Dr Paweł Karczmarek
John Paul II Catholic University of Lublin
: SONATA 7
announced on 17 March 2014
Photo-based facial recognition systems currently attract the attention of researchers all around the world. Their wide appeal no doubt has to do with their multiple applications, as they can be used, e.g. in security systems (for access control), the search for missing or wanted persons, as well as border control. Their development has intensified over the past two decades thanks to the ever wider availability of IT technologies, the ubiquity of surveillance cameras, increased computing power and improvements in data analysis methods, which allow the amount of information processed in digital images to be reduced.
The purpose of the project was to study and develop innovative and original applications of granular computing methods to the biometric classification of people based on digital face images, with a special emphasis on linguistic modelling and linguistic descriptors, as well as local descriptors (Chain Code-Based Local Descriptors). Facial recognition requires highly complex computer techniques, as it needs to take into account a variety of factors that considerably affect the appearance of the human face, such as, to name but a few, the aging process, various natural and unnatural changes in the facial skeleton, face positioning, facial expressions, lighting, covered up parts, and even something as trivial as photo quality. Available recognition methods usually prove quite effective, but, unfortunately, only under nearly ideal test conditions, i.e. when tested with the use of photos gleaned from publicly available databases, in which all faces are lit in a similar way and successive shots of a given person are taken within a short time span. In this context, the research team proposed a theoretical study and implementation of new and original face classification algorithms, based on innovative granular computing methods and enriched with expert knowledge and psychological research on the importance of specific face parts in facial recognition in humans.
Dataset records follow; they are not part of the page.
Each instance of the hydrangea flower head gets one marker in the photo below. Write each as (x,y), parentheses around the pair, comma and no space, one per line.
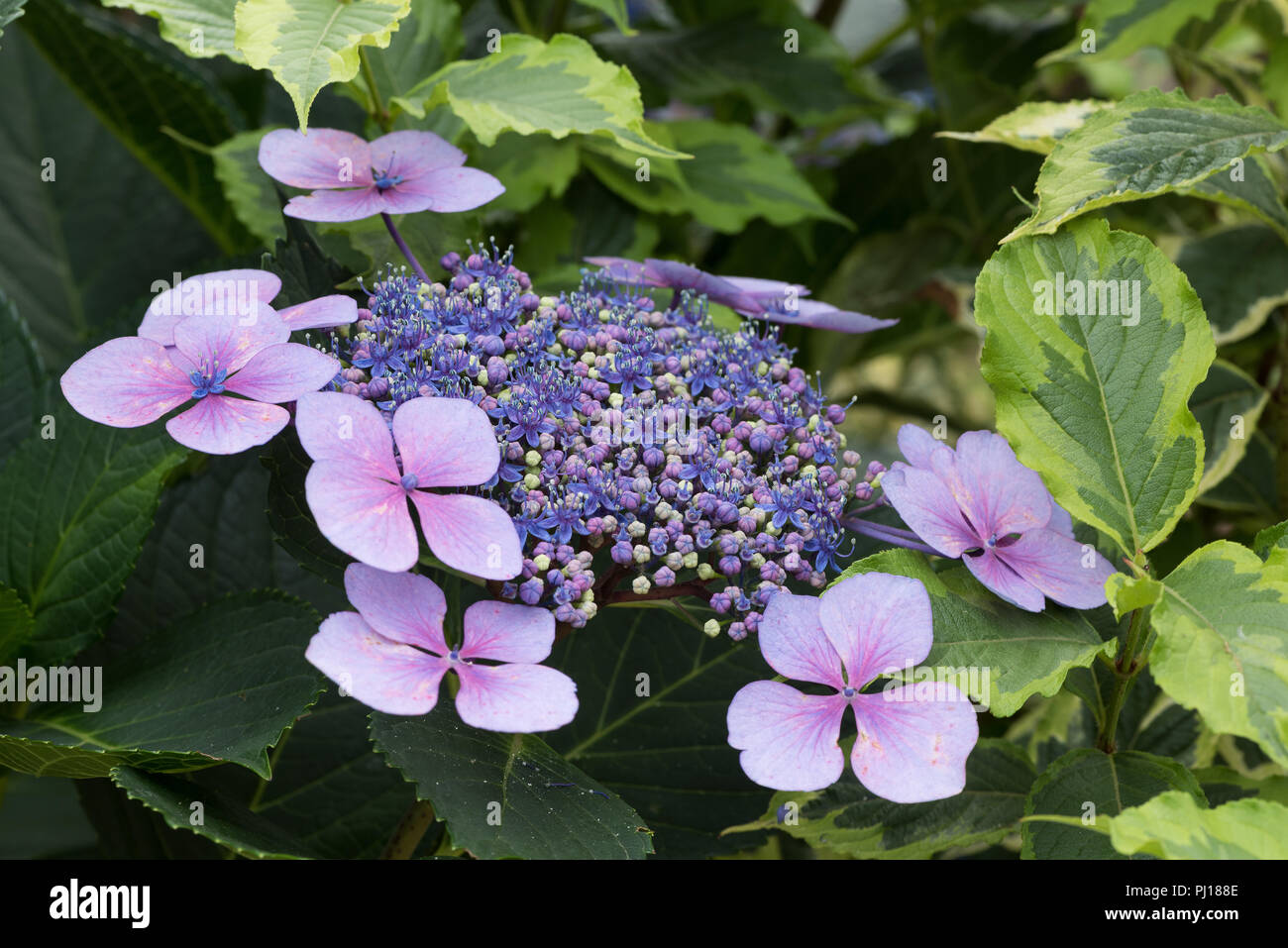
(979,502)
(352,179)
(912,740)
(391,655)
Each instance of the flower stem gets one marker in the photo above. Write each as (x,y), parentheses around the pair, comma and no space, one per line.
(403,248)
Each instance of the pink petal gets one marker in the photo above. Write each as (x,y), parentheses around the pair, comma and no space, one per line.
(1057,566)
(336,206)
(364,515)
(335,427)
(413,154)
(794,643)
(223,425)
(445,191)
(925,504)
(403,607)
(469,533)
(125,382)
(381,674)
(323,158)
(913,742)
(787,738)
(323,312)
(207,294)
(283,372)
(507,633)
(879,623)
(446,442)
(997,576)
(228,340)
(515,698)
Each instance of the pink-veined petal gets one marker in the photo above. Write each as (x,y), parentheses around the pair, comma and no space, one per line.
(507,633)
(925,504)
(335,427)
(283,372)
(125,382)
(323,312)
(362,515)
(471,533)
(877,622)
(1059,567)
(223,425)
(913,742)
(446,442)
(322,158)
(515,698)
(794,643)
(403,607)
(377,672)
(789,740)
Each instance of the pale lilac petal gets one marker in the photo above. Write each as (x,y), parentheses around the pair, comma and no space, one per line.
(445,191)
(1059,567)
(413,154)
(207,294)
(283,372)
(322,158)
(999,493)
(223,425)
(913,742)
(125,382)
(377,672)
(323,312)
(336,206)
(362,515)
(999,578)
(228,340)
(794,643)
(515,698)
(446,442)
(787,738)
(403,607)
(335,427)
(471,533)
(507,633)
(879,623)
(927,507)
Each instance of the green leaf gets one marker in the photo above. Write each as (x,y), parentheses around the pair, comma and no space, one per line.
(73,511)
(507,794)
(1095,406)
(848,819)
(1228,406)
(220,685)
(1235,296)
(1223,643)
(1147,145)
(1173,826)
(117,72)
(198,27)
(527,86)
(1024,653)
(308,44)
(733,178)
(1089,786)
(661,741)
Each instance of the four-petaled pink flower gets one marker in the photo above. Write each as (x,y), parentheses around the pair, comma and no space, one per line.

This additional reliance on human cognitive processes in automatic face recognition was a crucial aspect of the project.
The main outcomes of the project include:
- an effective local descriptor: Chain Code-Based Local Descriptor,
- methods for weighting the importance of individual face parts in the recognition process and describing traits used in classification process with linguistic descriptors and the tools of decision theory, such as AHP,
- a method for setting the optimal function parameters to aggregate the results of classifiers built for different face parts and based on different classification methods,
- an analysis of the effectiveness of different aggregation functions, including the Choquet integral and its generalizations, in the classification process,
- a proposal of graphical interfaces for selected decision theory tools.
Project title : Linguistic descriptors in facial recognition
Dr Paweł Karczmarek
Graduated in mathematics (with a specialization in informatics) from the John Paul II Catholic University of Lublin in 2005, and between 2005 and 2018, worked at the Department of Mathematics and Informatics of his home institution. In 2010, he defended a PhD in mathematics at the University of Gdańsk and went on to complete a postdoc fellowship at the University of Alberta (2011-2012). He is currently employed as Assistant Professor at the Institute of Computer Science of the Lublin University of Technology. He has authored 36 scientific publications and his research interests include facial recognition, machine learning, soft computing, Granular Computing, decision-making theory and numerical methods.